On my first day, I showed Zora the photographs I brought, among them a picture of my father, my sisters, and me. Looking at the photo through her eyes, I could see the absence of a mother. “No mama, cancer,” I said.
One night, after my bath, Zora handed me her blowdryer. I said, “It’s okay, Zora. I’m not going out, I’m going to sleep.” She looked at me fiercely, plugged the blowdryer into the kitchen outlet, and motioned me to sit down. She stood behind me, blow drying my hair and chatting to Bronco. In their conversation, I heard her say, “Mama kaput.”
Sitting in my pajama pants and T-shirt, grown-ups hovering behind my chair, Zora taking care of me, I suddenly felt very young, filled with an ache for all my accumulated years of motherlessness. After she finished, I scribbled on a scrap of paper “1976 no Mama.” They had not known the date of my mother’s death. Quickly I said good night and hurried into the bedroom, feeling a rush of tears. I had never realized until being with Zora how much I missed being mothered.

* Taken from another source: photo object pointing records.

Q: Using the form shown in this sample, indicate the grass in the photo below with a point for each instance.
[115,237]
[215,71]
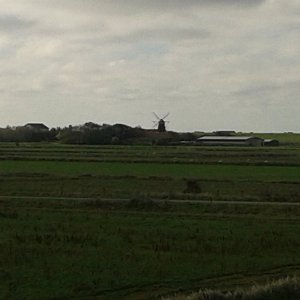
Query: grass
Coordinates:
[283,173]
[286,288]
[52,247]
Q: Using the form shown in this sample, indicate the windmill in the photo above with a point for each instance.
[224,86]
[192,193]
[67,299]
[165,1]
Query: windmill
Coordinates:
[160,123]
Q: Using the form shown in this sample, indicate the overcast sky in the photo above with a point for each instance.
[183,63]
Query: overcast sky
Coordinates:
[213,64]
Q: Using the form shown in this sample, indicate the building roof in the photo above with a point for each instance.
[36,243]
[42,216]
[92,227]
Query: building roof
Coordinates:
[39,126]
[227,138]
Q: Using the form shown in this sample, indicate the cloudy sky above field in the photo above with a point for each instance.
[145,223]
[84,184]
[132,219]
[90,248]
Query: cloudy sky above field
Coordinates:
[213,64]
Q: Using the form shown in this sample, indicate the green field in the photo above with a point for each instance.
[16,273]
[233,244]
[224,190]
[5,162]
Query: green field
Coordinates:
[83,222]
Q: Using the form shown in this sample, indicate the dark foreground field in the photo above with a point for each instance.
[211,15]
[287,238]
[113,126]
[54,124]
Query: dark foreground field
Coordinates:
[101,223]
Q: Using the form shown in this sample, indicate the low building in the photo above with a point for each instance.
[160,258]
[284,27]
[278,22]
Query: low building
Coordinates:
[40,127]
[230,141]
[271,143]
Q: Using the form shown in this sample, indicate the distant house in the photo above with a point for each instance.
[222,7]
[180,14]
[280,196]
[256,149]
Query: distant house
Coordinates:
[39,127]
[224,132]
[271,143]
[230,141]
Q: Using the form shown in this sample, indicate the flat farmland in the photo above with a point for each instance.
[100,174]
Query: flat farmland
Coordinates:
[93,222]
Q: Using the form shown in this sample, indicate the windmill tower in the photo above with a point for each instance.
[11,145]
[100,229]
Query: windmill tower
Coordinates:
[160,123]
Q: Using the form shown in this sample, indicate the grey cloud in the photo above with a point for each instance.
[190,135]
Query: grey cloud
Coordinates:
[142,6]
[162,35]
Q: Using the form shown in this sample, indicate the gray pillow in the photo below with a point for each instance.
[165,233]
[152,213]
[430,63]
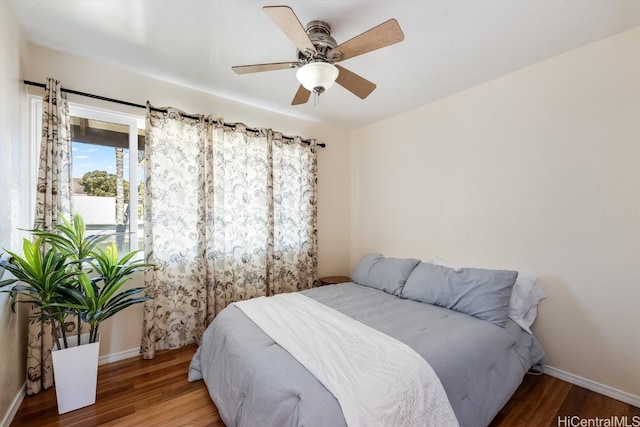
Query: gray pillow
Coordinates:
[481,293]
[385,274]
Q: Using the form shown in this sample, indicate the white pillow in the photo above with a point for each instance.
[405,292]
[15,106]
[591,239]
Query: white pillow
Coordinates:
[525,295]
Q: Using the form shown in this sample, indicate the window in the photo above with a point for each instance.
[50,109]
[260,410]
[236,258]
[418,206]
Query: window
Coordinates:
[103,169]
[108,156]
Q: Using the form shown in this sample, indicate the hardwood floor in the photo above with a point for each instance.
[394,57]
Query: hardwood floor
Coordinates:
[137,392]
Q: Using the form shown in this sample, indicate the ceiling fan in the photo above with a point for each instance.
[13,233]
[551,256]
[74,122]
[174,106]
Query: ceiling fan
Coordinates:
[318,52]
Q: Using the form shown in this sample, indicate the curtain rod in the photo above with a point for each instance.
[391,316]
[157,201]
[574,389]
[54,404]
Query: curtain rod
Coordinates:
[131,104]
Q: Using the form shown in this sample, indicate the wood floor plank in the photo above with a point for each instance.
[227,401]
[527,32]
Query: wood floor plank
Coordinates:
[138,392]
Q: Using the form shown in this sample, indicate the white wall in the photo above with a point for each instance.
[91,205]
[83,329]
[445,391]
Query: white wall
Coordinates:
[123,333]
[537,171]
[15,192]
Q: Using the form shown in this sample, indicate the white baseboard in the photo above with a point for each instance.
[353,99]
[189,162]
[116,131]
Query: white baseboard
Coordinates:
[114,357]
[593,386]
[15,405]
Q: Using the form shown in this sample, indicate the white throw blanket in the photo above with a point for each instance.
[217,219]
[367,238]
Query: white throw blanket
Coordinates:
[377,380]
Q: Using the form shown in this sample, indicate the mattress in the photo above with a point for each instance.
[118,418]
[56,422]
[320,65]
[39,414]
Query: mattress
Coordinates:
[253,381]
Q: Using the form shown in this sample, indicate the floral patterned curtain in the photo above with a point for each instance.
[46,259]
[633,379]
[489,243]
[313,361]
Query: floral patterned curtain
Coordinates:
[54,196]
[237,220]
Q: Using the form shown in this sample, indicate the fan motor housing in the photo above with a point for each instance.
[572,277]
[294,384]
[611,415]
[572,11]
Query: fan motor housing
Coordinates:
[320,34]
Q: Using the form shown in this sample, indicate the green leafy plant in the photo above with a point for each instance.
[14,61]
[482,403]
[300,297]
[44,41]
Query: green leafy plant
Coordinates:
[66,273]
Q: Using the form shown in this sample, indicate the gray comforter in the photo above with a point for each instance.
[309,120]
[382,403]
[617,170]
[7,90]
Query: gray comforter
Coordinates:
[254,382]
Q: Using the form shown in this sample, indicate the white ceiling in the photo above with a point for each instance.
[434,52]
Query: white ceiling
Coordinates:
[449,45]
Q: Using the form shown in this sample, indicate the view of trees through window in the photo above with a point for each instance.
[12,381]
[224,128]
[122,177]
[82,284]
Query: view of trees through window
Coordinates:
[102,170]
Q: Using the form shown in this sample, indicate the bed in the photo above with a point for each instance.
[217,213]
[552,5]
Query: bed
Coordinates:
[254,381]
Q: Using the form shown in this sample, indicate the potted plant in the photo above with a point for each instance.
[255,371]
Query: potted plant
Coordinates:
[66,273]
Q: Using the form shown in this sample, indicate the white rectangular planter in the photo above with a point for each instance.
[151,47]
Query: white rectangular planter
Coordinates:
[75,371]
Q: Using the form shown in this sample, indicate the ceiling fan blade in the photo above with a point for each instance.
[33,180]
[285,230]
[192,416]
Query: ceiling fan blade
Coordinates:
[289,23]
[301,97]
[257,68]
[385,34]
[355,84]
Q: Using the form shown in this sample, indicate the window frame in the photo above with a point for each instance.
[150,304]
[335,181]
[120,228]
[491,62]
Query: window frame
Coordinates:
[134,123]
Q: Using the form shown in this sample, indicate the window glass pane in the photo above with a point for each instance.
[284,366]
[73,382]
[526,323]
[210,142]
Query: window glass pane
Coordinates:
[101,171]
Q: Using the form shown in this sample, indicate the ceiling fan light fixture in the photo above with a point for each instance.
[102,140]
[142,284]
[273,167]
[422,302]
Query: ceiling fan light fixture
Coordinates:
[317,76]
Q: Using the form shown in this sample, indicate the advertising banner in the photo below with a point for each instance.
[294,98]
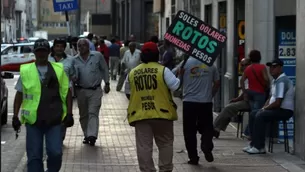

6. The Way Out Of My Blues Was Action
I would never suggest that this is the solution for everyone, but my antidote to low self-esteem was to put my attention on other people — not only in Bosnia, but back in California, where I gave presentations, wrote articles, and raised money for Women for Women. Focusing on others, especially people in pain, helped me stop thinking about myself. Now, 23 years later, I have never forgotten that lesson.